Ex-dirigentes históricos do Partido Revolucionário Democrático (PRD) do Panamá enviaram uma carta ao governo dos Estados Unidos criticando duramente as medidas adotadas durante a administração de Donald Trump para manter e intensificar o bloqueio econômico e político contra Cuba.
O documento, intitulado «Cuba não está sozinha: um chamado à solidariedade desde o Panamá», foi divulgado no dia 8 de abril de 2026 e ressalta a resistência e a dignidade do povo cubano frente às pressões externas impostas há décadas.
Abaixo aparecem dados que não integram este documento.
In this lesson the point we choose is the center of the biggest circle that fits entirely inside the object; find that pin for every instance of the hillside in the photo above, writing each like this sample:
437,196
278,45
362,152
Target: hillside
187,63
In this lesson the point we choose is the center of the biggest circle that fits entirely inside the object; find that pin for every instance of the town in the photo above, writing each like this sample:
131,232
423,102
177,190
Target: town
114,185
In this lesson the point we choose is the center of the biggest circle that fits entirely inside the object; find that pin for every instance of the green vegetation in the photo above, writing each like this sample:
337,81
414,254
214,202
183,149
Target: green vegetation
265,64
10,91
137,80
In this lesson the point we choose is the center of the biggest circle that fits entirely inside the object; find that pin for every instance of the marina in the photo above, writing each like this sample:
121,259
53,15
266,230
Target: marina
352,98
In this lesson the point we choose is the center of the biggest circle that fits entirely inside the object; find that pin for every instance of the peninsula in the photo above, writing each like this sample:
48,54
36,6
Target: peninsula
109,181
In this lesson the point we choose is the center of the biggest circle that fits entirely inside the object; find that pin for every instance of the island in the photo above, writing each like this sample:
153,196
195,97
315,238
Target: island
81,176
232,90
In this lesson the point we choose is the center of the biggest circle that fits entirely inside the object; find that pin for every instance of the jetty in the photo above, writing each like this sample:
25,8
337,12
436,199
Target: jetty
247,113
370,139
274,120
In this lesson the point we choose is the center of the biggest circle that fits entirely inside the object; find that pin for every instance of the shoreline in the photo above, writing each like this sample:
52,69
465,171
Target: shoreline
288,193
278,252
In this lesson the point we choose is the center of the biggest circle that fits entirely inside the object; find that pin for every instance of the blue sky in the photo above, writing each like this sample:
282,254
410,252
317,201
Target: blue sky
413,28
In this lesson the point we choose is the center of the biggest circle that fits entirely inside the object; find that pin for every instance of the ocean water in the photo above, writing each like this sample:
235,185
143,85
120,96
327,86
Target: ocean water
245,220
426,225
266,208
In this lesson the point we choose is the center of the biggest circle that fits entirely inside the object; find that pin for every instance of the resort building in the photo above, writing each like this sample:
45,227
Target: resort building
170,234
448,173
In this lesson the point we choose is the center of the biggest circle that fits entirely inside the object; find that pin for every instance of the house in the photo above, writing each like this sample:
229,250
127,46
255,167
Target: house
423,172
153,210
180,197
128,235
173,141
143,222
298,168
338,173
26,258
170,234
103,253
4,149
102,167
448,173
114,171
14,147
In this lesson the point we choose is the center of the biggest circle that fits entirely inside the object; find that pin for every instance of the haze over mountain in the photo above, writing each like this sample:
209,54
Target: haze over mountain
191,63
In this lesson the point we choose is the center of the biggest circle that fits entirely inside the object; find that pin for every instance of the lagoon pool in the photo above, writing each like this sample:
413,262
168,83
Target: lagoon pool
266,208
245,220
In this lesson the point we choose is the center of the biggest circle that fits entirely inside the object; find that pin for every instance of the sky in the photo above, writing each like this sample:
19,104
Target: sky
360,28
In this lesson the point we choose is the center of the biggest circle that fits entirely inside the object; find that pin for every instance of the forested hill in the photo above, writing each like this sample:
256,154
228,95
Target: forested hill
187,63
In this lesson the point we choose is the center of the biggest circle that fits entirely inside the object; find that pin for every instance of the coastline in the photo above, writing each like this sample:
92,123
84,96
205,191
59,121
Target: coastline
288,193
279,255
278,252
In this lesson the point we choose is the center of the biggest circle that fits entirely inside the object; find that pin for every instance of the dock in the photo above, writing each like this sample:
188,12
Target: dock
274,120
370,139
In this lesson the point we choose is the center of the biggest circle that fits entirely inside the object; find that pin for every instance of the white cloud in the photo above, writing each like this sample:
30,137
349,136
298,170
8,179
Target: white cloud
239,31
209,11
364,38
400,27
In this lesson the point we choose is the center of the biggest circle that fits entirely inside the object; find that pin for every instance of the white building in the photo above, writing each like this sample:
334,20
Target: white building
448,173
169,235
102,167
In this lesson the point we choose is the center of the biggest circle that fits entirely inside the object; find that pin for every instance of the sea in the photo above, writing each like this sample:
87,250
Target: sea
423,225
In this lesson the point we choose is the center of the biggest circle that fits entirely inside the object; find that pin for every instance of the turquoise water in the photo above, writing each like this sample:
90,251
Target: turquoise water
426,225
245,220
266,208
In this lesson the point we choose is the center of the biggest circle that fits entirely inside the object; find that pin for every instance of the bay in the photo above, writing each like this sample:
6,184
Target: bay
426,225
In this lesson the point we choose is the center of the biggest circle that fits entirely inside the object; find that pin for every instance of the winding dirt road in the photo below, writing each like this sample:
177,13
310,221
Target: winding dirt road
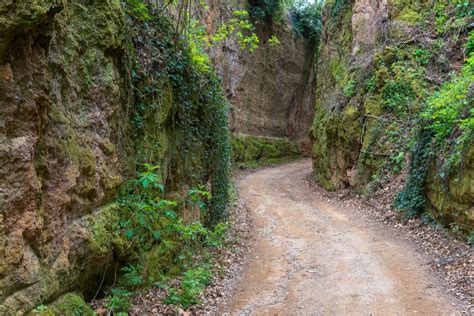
315,258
Entre os signatários estão figuras proeminentes como Mitchel Doens, Pedro Miguel González, Héctor Alemán e Elías Ríos. Eles rejeitam as justificativas apresentadas pelos EUA para aumentar as sanções, como a alegação de que Cuba representaria uma ameaça à segurança.
Na visão dos políticos panamenhos, tais ações têm como objetivo desestabilizar uma nação que luta por sua independência e soberania desde a Revolução de 1959. A carta argumenta que o bloqueio não apenas viola princípios de autodeterminação, mas também ignora o posicionamento de grande parte da comunidade internacional.
O texto menciona ainda que a Assembleia Geral das Nações Unidas tem condenado repetidamente o embargo econômico imposto a Cuba, com resoluções anuais que refletem um amplo consenso global em defesa do direito internacional e da soberania dos povos.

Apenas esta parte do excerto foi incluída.